Deadhead butterfly bush and spirea.  Yes, it takes forever.  Sorry.

Cut salvia, veronica, and other tall bloomers down to the basal foliage.

Snip off yellowing or burned leaves and old flower stems on hostas and alchemilla mollis.

Divide and transplant spring- and summer-flowering perennials.

If you can find any good perennials on sale, buy them now and plant them!  Keep them watered if there isn’t rain.

Peonies, poppies and bearded iris are available for planting now.

ORDER YOUR BULBS if you haven’t already.

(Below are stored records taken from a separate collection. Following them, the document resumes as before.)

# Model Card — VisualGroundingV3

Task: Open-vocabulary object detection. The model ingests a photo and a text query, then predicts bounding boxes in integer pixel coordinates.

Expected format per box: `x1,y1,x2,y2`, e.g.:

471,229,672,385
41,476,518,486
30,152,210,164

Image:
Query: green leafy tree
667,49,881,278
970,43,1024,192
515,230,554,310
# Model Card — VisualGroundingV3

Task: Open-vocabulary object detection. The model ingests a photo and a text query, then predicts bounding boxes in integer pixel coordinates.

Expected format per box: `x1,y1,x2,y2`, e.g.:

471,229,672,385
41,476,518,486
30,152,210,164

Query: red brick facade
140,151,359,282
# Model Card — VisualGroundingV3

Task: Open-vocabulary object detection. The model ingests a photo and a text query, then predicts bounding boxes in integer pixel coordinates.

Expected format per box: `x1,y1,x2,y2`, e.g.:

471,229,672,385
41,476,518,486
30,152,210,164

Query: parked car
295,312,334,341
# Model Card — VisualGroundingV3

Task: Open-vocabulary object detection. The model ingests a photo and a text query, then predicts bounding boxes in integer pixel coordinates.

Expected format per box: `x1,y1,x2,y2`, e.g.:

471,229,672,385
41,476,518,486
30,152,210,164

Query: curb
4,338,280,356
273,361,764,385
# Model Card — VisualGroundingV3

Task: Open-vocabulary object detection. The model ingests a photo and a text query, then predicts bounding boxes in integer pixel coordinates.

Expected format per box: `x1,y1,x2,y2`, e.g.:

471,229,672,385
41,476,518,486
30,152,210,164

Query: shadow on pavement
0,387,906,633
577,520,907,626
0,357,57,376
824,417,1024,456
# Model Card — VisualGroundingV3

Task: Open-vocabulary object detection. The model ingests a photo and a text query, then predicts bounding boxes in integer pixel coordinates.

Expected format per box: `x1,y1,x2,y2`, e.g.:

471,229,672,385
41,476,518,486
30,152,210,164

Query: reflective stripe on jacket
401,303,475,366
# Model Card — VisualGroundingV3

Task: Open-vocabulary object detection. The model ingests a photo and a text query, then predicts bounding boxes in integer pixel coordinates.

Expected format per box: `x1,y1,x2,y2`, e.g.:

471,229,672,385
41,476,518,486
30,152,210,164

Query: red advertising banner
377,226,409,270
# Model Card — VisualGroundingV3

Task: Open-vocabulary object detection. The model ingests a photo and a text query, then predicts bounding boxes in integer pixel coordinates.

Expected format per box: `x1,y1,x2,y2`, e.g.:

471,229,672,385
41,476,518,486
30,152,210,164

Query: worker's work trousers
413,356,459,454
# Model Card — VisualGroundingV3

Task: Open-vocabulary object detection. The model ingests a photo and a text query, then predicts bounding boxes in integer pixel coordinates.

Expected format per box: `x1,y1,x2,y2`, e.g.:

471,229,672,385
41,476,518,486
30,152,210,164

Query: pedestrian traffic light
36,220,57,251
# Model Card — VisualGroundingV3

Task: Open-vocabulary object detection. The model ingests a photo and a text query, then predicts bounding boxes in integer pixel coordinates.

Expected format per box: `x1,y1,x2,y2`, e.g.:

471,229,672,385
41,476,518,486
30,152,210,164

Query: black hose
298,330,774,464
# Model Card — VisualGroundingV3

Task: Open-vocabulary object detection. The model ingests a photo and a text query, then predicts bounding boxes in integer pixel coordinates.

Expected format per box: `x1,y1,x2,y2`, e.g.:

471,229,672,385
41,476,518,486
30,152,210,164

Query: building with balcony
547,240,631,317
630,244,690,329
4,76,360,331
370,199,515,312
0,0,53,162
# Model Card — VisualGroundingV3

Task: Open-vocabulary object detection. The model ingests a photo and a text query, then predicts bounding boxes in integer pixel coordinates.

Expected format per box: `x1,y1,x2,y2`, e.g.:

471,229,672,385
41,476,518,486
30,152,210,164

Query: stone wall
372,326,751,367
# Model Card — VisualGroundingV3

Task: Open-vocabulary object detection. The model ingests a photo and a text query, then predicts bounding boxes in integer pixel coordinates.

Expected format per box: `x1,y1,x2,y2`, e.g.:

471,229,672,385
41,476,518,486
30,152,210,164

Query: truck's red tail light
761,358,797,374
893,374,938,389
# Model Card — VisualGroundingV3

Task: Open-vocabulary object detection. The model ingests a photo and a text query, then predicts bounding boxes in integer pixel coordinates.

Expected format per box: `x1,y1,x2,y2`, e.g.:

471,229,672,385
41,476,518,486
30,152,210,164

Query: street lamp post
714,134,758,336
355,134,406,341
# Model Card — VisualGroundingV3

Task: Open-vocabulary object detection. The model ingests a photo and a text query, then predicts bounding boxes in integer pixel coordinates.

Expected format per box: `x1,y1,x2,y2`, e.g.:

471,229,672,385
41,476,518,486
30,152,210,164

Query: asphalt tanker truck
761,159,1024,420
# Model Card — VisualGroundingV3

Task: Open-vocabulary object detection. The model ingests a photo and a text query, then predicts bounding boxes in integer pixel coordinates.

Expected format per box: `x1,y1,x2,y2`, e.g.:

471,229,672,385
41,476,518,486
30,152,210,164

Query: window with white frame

Plant them!

Finish up small pruning jobs, but don’t do anything too drastic – you don’t want to stimulate lots of tender new growth right before the cold weather sets in.

Similarly, stop fertilizing.  I know the big-box stores are selling “winterizing” fertilizer for the lawns.  That’s something else again. It is a good idea to give your lawn a nitrogen-heavy fertilizer (the first number) in October.  But anyway we are not talking about lawns, and we are not talking about October, so – to prevent a burst of tender new growth in your perennials and shrubs: stop fertilizing.

Bring your houseplants back indoors. Check carefully for pests.

When you’ve done all your chores, treat yourself to some fall annuals: chrysanthemums, asters and pansies.  Many of these will be labeled as hardy but they really aren’t; just accept that and then you can be pleasantly surprised if any do survive the winter.  You don’t need to spend a fortune. Just a few fall flowers right where you will see them every day will give you a lift.